2022年7月14日木曜日

2022.7.10 本日の宣教

 『 主が望まれる教会④ 』:ティアティラ教会② (ヨハネ黙示録 2:24~29)

   ~今持っているものを固く守れ~                                         

アメリカの有名な霊性神学者であり、作家であるリチャード・フォスター牧師が書いた本の中に「金、セックス、権力」という本があります。彼はその本の中で、人間社会を動かす最も影響力のあるものが三つあると語ります。それが「お金、セックス、権力」というものです。たとえ、ある人が悪人であっても、その人が金持ちであって、性的な魅力があり、権力をもっているのであれば、この世から認められ、崇められることになるということでした。そこで、リチャード・フォスター牧師は、この三つのものが教会の中にも入り込み力を振るっているのが現代のキリスト教会であると言っています。

本日、分かち合うティアティラ教会も、「イゼベル」という、預言者を自称している女を受け入れてしまったがために大きな混乱に陥ることになります(20節)。イゼベルは、旧約聖書でアハブ王の妻として、神の民イスラエルを偶像のバアル崇拝へと導き、神の預言者たちを殺し、ヤハウェ信仰を崩していた女のことです。

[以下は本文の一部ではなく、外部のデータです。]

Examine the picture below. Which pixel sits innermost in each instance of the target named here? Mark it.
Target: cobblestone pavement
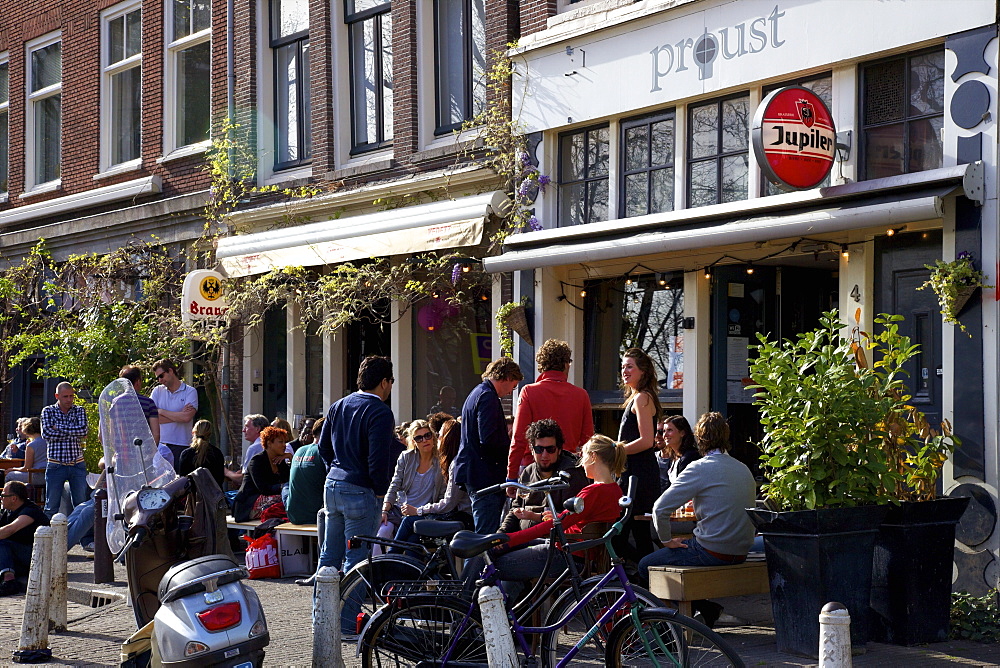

同じように、ティアティラ教会にも、にせ預言者イゼベルが敬虔な信仰者のふりをしながら入り込み、教会の信徒たちを惑わしていたのです。彼女は、信徒たちを誤りに導き、性的不品行を行わせ、偶像に献げられた物を食べさせていたのです。しかし、ティアティラ教会の信徒たちは彼女のなすがままにさせてしまったのです。確かにティアティラ教会の信徒たちは主イエスから、「行い、愛、信仰、奉仕、忍耐を認められ、彼らの近ごろの行いが、最初のころの行いにまさっていることを称賛される(2:19)」ほど、信仰の面においてはますます成長していく姿を見せていた教会でした。

しかし、ティアティラ教会の信徒たちの中には、イゼベルから影響を受けていた人たちがいて、イゼベルの悪事を大目に見て許し、彼らもイゼベルの影響を受けキリスト者としての聖さを失い、信仰の妥協をしてしまうことになります。そこで、主イエスは、イゼベルに悔い改めの機会を与えられますが、彼女は悔い改めを拒み、彼女に従う者らと共に、ますます淫らな行いに走ってしまったことを告発されます。…ここで確かめるべきことがあります。それは、私たちの問題は罪を犯すことより、犯した後の対処が大切であるということでしょう。この世に誰も完全な人はいません。誰でも罪を犯すことがあります。すなわち主イエスは私たちの弱さをよくご存じで、悔い改めの機会を与えられるのです。しかし、イゼベルは神の前に立ち返ることはありませんでした(21節)。そこで待ち受けているのは、裁きです。主イエスは彼らに「ひどい苦しみに遭わせ、一人一人の行いに応じて報われる(22~23節)」と宣言されます。

そして最後に、イゼベルに従わず、信仰の聖さを守っていたティアティラ教会の信徒たちに主イエスが命じられる御言葉、「わたしが行くときまで、今持っているものを固く守れ。(25節)」…。愛する神の家族の皆さん、今私たちが生きている時代は、日に日に世俗的になり、反キリスト教的に変わっています。まさしく神に対して真正面から戦いを挑むような時代ではないでしょうか。このような時代に求められるキリストの教会のあるべき姿こそ、福音の御言葉をしっかり持ち、この世の様々なイゼベルの誘惑から、聖なる者として御言葉を固く守って生きることです。主イエスは、御言葉をしっかり持ち、勝利する者に「明けの明星」をくださると約束してくださいます。ハレルヤ!